Paying The Price

Forcing out prosecutors who refuse to treat police shootings as serious crimes is a significant milestone in the movement against unjustified police shootings of black Americans.

Last July, Cook County State’s Attorney Anita Alvarez explained why she chose to charge police officer Dante Servin with involuntary manslaughter instead of murder for firing his gun into a crowd of people and killing 22-year old Rekia Boyd. Servin was inside a car, and fired the gun over his shoulder, claiming that he fired because he saw a man approaching him with a gun.

“He intentionally fired his weapon, yes. But is there intent to kill? I don't think he went out intending to kill anyone," Alvarez told the Chicago Tribune. "He was reckless, shooting off his shoulder into a crowd of people." Servin was set free after the judge angrily said that the entire case had been wrongfully charged.

How someone could fire a gun into a crowd of people and not intend to kill anyone is as much of a mystery as why it took Alvarez nearly two years to charge Servin. Similarly, Alvarez took more than a year to charge officer Jason Van Dyke for the shooting of 17-year-old Laquan McDonald, and only then after the government was forced to release video of the shooting that showed Van Dyke firing his weapon into McDonald’s body while he was lying on the ground. According to the Daily Beast, Alvarez declined to file charges against police involved in fatal shootings more than 68 times in the last seven years.

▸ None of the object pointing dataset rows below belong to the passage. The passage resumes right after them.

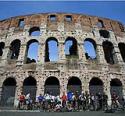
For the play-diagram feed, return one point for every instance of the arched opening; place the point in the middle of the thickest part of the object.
(108, 49)
(71, 47)
(90, 48)
(104, 33)
(34, 31)
(14, 49)
(29, 86)
(52, 86)
(8, 92)
(32, 51)
(74, 84)
(51, 50)
(122, 50)
(95, 86)
(2, 44)
(116, 86)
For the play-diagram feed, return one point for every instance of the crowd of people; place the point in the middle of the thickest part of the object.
(71, 101)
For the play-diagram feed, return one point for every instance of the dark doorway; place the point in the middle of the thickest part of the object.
(122, 50)
(8, 92)
(95, 86)
(116, 86)
(108, 49)
(52, 86)
(29, 86)
(74, 84)
(51, 50)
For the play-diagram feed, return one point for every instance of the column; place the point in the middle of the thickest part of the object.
(41, 53)
(107, 91)
(19, 89)
(81, 52)
(63, 85)
(0, 92)
(40, 88)
(118, 57)
(5, 56)
(61, 51)
(22, 55)
(100, 54)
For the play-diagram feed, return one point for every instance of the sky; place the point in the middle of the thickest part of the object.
(113, 9)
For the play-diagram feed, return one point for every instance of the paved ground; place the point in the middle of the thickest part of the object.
(38, 113)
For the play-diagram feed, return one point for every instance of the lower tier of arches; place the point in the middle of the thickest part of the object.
(12, 88)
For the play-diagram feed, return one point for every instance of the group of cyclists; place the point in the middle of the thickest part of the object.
(71, 101)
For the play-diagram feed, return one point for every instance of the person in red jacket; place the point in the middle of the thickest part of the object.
(64, 99)
(21, 100)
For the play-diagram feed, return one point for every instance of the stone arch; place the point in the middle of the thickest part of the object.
(71, 47)
(52, 86)
(2, 45)
(30, 86)
(95, 85)
(34, 31)
(74, 84)
(122, 50)
(32, 45)
(100, 24)
(90, 48)
(116, 86)
(108, 49)
(51, 49)
(14, 49)
(104, 33)
(8, 92)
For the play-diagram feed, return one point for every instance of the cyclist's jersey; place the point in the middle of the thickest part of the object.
(22, 98)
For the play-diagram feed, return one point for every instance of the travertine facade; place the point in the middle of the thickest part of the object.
(61, 26)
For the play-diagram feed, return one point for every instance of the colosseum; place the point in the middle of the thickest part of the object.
(75, 68)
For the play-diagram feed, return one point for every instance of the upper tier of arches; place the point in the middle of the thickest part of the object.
(51, 20)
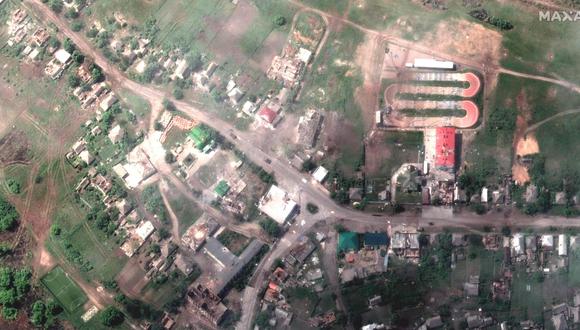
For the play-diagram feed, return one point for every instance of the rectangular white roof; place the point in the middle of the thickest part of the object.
(277, 205)
(320, 174)
(144, 230)
(62, 56)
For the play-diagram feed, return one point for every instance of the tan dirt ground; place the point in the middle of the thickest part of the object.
(466, 39)
(522, 144)
(369, 57)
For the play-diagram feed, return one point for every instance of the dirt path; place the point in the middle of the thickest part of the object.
(414, 46)
(556, 116)
(163, 187)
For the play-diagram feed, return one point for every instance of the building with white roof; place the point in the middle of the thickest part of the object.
(518, 244)
(320, 174)
(562, 245)
(304, 55)
(547, 242)
(277, 205)
(62, 56)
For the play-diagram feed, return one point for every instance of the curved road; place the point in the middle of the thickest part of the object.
(558, 115)
(328, 208)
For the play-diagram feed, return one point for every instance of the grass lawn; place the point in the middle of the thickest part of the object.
(185, 23)
(553, 48)
(99, 251)
(64, 289)
(404, 147)
(331, 6)
(174, 136)
(134, 102)
(235, 242)
(186, 211)
(333, 80)
(559, 143)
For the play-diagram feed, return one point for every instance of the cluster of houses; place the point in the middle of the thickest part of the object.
(301, 267)
(364, 254)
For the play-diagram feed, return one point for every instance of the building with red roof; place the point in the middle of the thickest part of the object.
(445, 148)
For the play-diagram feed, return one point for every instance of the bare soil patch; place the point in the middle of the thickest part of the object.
(340, 140)
(271, 47)
(14, 148)
(376, 153)
(466, 39)
(369, 57)
(227, 41)
(523, 144)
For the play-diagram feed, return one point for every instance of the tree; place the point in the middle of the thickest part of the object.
(111, 317)
(68, 45)
(270, 227)
(38, 314)
(163, 233)
(262, 320)
(340, 228)
(97, 74)
(74, 81)
(178, 93)
(76, 26)
(55, 230)
(506, 231)
(9, 313)
(280, 20)
(55, 5)
(312, 208)
(168, 105)
(5, 249)
(8, 216)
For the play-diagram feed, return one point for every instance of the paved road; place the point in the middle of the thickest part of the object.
(286, 174)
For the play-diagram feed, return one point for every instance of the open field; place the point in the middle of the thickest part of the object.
(65, 290)
(235, 242)
(387, 151)
(551, 50)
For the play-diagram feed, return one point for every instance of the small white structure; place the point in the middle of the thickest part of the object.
(277, 205)
(518, 244)
(484, 195)
(320, 174)
(547, 242)
(180, 70)
(86, 157)
(429, 63)
(62, 56)
(108, 102)
(116, 134)
(304, 55)
(562, 245)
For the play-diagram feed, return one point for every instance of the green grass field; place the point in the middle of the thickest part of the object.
(99, 251)
(64, 289)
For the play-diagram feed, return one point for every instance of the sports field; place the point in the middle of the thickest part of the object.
(64, 289)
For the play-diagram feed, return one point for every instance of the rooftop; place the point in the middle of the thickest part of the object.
(277, 205)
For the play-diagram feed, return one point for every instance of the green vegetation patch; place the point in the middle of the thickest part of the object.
(64, 289)
(235, 242)
(348, 241)
(222, 188)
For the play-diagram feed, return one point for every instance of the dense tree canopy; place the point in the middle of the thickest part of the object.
(8, 215)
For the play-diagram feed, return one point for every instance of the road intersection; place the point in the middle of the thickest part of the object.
(289, 177)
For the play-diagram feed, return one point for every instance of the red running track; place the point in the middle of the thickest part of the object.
(471, 115)
(474, 85)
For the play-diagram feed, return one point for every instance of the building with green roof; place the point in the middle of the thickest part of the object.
(222, 188)
(348, 241)
(200, 136)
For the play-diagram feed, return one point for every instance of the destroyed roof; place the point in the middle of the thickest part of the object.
(376, 239)
(348, 241)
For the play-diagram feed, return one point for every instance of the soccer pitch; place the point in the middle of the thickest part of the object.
(64, 289)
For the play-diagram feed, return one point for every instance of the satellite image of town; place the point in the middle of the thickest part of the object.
(289, 164)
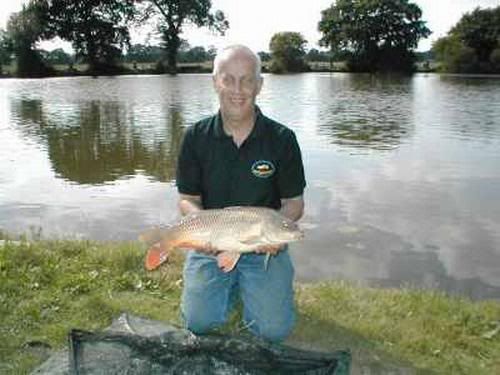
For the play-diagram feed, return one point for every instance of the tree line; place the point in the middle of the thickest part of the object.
(368, 35)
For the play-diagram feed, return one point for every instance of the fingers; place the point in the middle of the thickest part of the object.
(271, 249)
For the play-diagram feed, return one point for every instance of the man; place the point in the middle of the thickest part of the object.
(239, 157)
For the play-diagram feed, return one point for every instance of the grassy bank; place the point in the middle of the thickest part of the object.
(49, 287)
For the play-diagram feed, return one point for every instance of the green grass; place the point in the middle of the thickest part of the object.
(49, 287)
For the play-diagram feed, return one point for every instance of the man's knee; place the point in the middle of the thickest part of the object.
(200, 322)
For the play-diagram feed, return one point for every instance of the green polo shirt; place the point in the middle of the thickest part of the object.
(267, 167)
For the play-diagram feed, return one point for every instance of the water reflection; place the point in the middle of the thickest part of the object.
(368, 112)
(81, 157)
(98, 143)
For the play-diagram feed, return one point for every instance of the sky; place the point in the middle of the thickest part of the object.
(254, 22)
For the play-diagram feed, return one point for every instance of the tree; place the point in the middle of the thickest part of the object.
(315, 55)
(144, 54)
(25, 28)
(97, 29)
(57, 56)
(480, 31)
(287, 52)
(471, 45)
(376, 35)
(175, 14)
(454, 56)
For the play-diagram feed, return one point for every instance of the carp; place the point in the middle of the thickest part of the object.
(228, 231)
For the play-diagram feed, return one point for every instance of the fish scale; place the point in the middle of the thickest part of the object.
(228, 230)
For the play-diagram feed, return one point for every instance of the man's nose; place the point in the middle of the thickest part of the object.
(238, 87)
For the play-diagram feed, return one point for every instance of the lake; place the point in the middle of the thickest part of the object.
(403, 173)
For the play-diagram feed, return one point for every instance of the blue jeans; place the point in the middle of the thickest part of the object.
(267, 294)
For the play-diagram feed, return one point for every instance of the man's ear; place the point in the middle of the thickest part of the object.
(260, 82)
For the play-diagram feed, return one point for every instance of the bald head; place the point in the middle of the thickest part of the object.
(236, 51)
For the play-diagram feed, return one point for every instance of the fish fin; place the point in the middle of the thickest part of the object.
(155, 256)
(227, 260)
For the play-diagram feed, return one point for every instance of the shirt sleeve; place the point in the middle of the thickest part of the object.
(188, 174)
(291, 179)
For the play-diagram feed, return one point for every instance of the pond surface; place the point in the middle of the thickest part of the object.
(403, 173)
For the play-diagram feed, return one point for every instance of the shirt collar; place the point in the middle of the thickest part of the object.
(256, 131)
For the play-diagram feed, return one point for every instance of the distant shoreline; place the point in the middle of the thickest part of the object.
(81, 70)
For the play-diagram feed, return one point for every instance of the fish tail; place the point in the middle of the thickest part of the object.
(266, 261)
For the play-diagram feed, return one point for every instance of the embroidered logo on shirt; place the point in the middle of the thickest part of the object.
(263, 169)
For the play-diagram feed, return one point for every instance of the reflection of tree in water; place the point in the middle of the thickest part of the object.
(368, 112)
(97, 142)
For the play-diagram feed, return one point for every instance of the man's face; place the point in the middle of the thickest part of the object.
(237, 86)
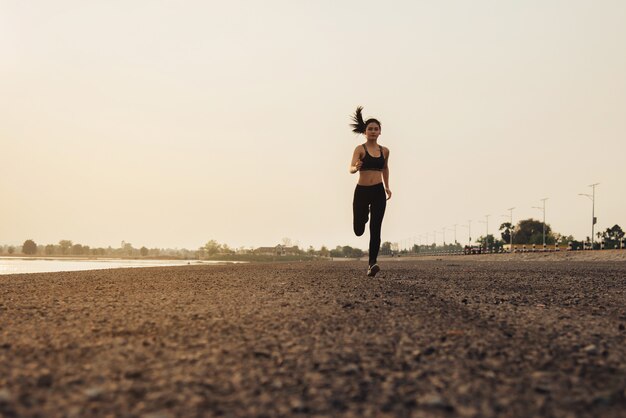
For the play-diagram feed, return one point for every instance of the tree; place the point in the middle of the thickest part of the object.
(212, 247)
(127, 247)
(337, 252)
(612, 236)
(29, 247)
(77, 249)
(506, 229)
(530, 231)
(65, 245)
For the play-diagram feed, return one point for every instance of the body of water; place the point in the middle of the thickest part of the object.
(17, 265)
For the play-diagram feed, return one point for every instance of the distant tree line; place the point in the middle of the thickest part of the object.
(69, 248)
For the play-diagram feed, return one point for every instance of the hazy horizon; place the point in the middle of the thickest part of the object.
(168, 125)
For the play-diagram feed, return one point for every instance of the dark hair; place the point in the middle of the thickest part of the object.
(359, 126)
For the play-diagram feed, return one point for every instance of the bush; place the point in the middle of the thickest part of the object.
(29, 247)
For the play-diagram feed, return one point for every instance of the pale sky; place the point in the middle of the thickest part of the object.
(167, 124)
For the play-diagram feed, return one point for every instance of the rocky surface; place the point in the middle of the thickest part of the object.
(423, 339)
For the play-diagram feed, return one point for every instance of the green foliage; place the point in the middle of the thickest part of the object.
(65, 245)
(506, 229)
(29, 247)
(530, 231)
(212, 247)
(612, 236)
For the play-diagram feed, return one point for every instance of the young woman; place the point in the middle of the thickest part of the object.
(371, 161)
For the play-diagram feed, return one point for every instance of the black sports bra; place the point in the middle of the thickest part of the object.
(373, 163)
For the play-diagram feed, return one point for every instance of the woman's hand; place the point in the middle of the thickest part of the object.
(356, 167)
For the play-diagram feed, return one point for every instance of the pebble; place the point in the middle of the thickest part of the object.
(5, 396)
(591, 349)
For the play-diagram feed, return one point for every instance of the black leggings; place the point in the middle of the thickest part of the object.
(369, 199)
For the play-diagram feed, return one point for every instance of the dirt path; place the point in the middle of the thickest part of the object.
(425, 338)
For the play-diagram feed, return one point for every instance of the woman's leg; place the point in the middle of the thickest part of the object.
(377, 208)
(360, 210)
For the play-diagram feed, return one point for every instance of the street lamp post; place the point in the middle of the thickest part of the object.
(544, 219)
(511, 229)
(593, 209)
(486, 222)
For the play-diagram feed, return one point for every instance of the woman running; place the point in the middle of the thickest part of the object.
(372, 190)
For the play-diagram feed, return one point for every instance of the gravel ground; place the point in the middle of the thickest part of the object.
(423, 339)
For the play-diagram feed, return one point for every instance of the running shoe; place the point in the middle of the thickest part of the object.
(372, 270)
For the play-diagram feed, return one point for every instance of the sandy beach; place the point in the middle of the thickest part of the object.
(425, 338)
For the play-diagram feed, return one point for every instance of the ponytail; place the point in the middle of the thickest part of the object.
(359, 126)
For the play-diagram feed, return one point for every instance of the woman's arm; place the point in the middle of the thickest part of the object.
(386, 176)
(356, 163)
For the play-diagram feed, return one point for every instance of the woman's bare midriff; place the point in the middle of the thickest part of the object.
(370, 178)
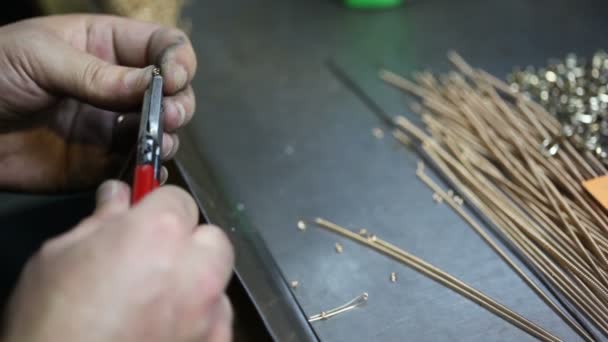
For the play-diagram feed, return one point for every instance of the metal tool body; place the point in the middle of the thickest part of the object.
(149, 142)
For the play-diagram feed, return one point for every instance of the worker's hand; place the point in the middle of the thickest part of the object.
(127, 275)
(65, 81)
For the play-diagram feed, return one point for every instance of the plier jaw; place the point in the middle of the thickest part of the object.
(149, 141)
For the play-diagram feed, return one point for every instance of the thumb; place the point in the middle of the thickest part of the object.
(92, 80)
(113, 197)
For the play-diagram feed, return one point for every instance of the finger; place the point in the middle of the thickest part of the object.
(170, 146)
(210, 264)
(138, 44)
(164, 175)
(203, 275)
(167, 207)
(172, 51)
(112, 199)
(179, 109)
(221, 331)
(78, 74)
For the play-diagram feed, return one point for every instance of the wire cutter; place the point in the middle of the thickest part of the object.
(149, 142)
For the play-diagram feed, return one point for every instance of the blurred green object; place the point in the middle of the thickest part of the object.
(372, 3)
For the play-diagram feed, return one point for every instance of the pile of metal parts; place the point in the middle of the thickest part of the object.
(575, 91)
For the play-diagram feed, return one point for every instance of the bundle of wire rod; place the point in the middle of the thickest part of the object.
(488, 143)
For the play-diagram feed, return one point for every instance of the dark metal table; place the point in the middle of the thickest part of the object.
(277, 138)
(288, 141)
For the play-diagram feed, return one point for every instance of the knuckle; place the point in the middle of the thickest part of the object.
(168, 224)
(92, 77)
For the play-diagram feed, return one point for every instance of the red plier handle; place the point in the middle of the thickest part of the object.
(149, 142)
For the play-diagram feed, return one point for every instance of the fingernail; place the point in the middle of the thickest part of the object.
(167, 145)
(136, 77)
(164, 175)
(106, 191)
(180, 76)
(182, 114)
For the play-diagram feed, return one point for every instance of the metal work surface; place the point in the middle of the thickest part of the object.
(286, 141)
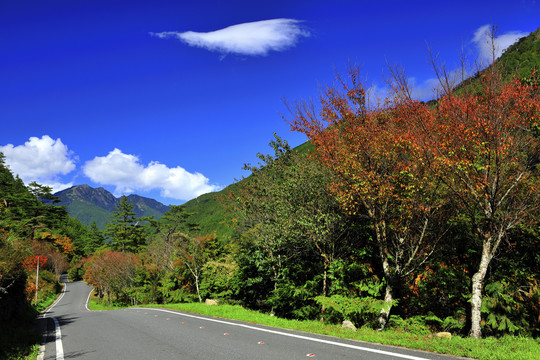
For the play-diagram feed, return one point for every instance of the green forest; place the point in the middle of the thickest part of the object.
(408, 215)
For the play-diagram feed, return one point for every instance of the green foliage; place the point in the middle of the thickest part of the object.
(504, 312)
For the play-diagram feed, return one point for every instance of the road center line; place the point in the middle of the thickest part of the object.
(335, 343)
(58, 333)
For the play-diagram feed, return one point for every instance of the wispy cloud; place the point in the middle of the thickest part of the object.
(127, 174)
(253, 38)
(41, 160)
(482, 40)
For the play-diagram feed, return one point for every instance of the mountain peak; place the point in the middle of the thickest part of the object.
(90, 204)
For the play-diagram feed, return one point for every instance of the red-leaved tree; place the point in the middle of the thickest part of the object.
(381, 173)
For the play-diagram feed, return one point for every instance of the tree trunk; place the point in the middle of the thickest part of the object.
(324, 289)
(388, 297)
(476, 294)
(197, 286)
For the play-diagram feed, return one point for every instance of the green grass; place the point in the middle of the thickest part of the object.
(508, 347)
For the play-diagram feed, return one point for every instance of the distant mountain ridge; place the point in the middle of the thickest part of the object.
(90, 204)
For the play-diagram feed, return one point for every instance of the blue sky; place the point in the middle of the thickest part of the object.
(168, 99)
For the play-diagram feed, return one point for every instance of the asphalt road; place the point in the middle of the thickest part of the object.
(74, 332)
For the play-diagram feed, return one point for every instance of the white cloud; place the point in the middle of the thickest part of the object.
(502, 42)
(253, 38)
(127, 174)
(41, 160)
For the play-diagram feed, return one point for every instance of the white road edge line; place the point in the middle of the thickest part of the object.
(88, 300)
(58, 333)
(59, 346)
(383, 352)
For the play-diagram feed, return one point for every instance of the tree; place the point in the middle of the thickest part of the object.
(380, 173)
(125, 229)
(191, 252)
(112, 272)
(95, 239)
(486, 153)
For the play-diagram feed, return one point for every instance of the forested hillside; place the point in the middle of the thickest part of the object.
(412, 216)
(409, 213)
(33, 233)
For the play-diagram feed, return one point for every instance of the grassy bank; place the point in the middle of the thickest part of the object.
(508, 347)
(21, 336)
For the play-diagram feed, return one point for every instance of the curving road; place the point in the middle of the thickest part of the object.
(74, 332)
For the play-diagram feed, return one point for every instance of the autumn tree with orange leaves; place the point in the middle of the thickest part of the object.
(401, 163)
(487, 155)
(381, 173)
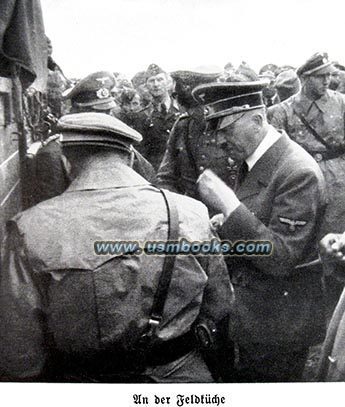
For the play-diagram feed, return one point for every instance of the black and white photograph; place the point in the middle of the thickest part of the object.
(172, 202)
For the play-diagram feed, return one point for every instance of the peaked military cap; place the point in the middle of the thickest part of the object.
(196, 76)
(316, 64)
(153, 70)
(230, 98)
(268, 68)
(287, 79)
(93, 91)
(95, 128)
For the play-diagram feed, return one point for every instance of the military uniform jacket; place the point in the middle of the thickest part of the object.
(332, 360)
(327, 117)
(157, 133)
(190, 150)
(282, 201)
(49, 252)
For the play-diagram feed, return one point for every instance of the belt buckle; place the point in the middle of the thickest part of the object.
(318, 157)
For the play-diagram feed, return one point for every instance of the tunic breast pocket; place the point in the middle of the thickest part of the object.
(259, 206)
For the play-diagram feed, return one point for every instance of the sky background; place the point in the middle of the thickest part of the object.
(127, 35)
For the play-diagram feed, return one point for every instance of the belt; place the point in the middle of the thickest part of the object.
(326, 155)
(171, 350)
(109, 363)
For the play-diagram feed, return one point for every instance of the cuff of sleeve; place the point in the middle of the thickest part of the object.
(240, 224)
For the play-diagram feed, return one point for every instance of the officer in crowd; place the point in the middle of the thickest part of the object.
(91, 94)
(315, 119)
(191, 148)
(332, 360)
(287, 84)
(280, 198)
(162, 112)
(68, 305)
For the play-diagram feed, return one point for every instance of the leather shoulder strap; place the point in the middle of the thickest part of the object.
(169, 260)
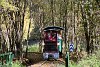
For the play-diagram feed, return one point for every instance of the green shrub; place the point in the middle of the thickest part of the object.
(17, 64)
(91, 61)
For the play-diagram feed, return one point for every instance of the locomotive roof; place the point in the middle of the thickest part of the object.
(53, 28)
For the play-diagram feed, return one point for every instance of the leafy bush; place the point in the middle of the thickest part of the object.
(17, 64)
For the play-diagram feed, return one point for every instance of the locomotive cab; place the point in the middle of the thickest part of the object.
(51, 47)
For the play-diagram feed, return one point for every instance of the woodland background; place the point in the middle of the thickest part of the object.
(24, 20)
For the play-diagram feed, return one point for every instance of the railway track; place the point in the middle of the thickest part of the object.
(51, 63)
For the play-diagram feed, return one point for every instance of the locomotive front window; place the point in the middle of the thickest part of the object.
(50, 47)
(50, 36)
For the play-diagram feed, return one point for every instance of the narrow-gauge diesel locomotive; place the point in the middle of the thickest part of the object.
(52, 42)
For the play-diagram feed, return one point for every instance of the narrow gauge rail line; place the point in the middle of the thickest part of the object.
(51, 63)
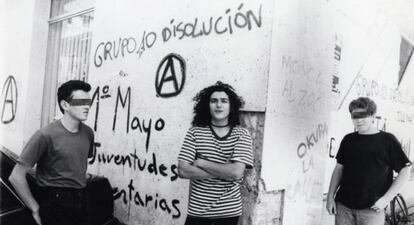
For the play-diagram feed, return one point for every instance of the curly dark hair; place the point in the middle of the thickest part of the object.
(65, 91)
(363, 103)
(202, 115)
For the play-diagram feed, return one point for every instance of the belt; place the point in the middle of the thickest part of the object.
(64, 193)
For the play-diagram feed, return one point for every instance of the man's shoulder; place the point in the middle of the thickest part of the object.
(49, 129)
(88, 129)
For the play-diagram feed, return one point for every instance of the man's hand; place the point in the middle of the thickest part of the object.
(331, 206)
(379, 205)
(36, 217)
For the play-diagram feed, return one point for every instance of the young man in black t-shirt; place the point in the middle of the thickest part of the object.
(362, 182)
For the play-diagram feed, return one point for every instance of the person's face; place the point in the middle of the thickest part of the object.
(219, 106)
(362, 120)
(78, 106)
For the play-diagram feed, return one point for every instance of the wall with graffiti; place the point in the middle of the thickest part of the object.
(147, 64)
(20, 102)
(354, 52)
(297, 125)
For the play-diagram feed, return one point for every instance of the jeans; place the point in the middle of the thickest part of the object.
(347, 216)
(209, 221)
(64, 206)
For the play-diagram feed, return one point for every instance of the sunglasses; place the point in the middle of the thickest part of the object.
(80, 102)
(360, 115)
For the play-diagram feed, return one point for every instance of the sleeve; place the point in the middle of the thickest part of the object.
(243, 150)
(340, 156)
(398, 159)
(33, 150)
(188, 150)
(92, 145)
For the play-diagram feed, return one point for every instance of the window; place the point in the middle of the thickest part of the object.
(69, 46)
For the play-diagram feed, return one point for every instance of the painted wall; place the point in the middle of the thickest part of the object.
(146, 67)
(23, 57)
(355, 52)
(366, 59)
(297, 64)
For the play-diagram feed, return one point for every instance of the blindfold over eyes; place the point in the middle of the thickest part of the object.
(359, 115)
(78, 102)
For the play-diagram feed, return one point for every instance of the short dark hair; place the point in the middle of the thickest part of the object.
(202, 115)
(363, 103)
(65, 91)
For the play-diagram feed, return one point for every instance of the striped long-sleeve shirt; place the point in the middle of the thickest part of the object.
(215, 197)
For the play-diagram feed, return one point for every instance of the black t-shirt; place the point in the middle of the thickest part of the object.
(369, 162)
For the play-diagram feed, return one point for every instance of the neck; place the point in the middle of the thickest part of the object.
(70, 124)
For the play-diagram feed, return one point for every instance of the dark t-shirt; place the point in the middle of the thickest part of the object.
(369, 162)
(61, 156)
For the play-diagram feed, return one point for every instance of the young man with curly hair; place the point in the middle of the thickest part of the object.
(214, 155)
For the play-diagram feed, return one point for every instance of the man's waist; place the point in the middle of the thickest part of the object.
(63, 192)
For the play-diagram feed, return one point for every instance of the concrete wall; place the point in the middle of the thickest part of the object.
(23, 29)
(296, 63)
(146, 67)
(297, 125)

Alvarez lost her job Tuesday night. So did Timothy McGinty, the Cuyahoga County, Ohio prosecutor who told the grand jury looking into the shooting of Tamir Rice, a 12-year-old holding a toy gun, that they shouldn’t press charges against the officers who killed him because Rice’s death was merely tragic and not criminal. Though a video showed that Rice had been shot by police moments after they arrived, with no opportunity to even follow their commands, McGinty, by his own admission, encouraged the grand jury not to indict.

“Justice would not be achieved by bringing charges that would violate the ethical canons of our profession,” McGinty said last December, “because we know these charges could not be sustained under the law in our Constitution.” The local judge who ruled there was probable cause to bring charges against the officers described McGinty’s approach to the matter as “unusual.”

Both were unseated in Democratic primary contests, perhaps the first time we’ve seen prosecutors who shield police from accountability defeated at the ballot box. In both cities, activists worked to publicize their deference to police in fatal shootings of black men. That culture of deference is national — the Washington Post found that over the past 10 years, only an average of five officers a year were indicted for shootings. According to the Post, black men made up 40 % of the unarmed men shot by police last year.

The legal standards for prosecuting an officer are very high, because police can justify the use lethal force on the mere perception of danger, even if none is present. But prosecutors are also loathe to indict officers because they have to work with them, and because police unions can sway elections with money and votes. As New York Mayor Bill de Blasio has learned, the price of even mild criticism of police can be extraordinarily dear, and until recently, there was no strong countervailing force against the political power of the police.

Which is exactly why Alvarez and McGinty’s losses may be the most significant event since protests over Michael Brown’s death in Ferguson, Missouri, two years ago. It is the first time that the political power and influence of police unions have been checked at the ballot box over the refusal of prosecutors to treat unjustified fatal police shootings as serious crimes. Local prosecutors can weather protests. They know that the federal government, even if it intervenes, will not be there forever. But their careers cannot survive the wrath of an electorate that has decided that police cannot escape the consequences of their actions simply because they wear a badge.

Because so many of these shootings happen in urban areas, the elected prosecutors are often Democrats — which means that, thanks to a more liberal primary electorate, black voters can exert more pressure on candidates than they might be able to in a general election. The Black Lives Matter movement has made voters more conscious of these incidents than ever before.

Forcing out prosecutors who refuse to charge police with crimes for fatal shootings of unarmed black men may be the best sustainable strategy of changing that national culture of impunity, where police need only say they were afraid to justify ending someone’s life. If prosecutors know they will pay a price for letting cops slide, they will be less likely to do so.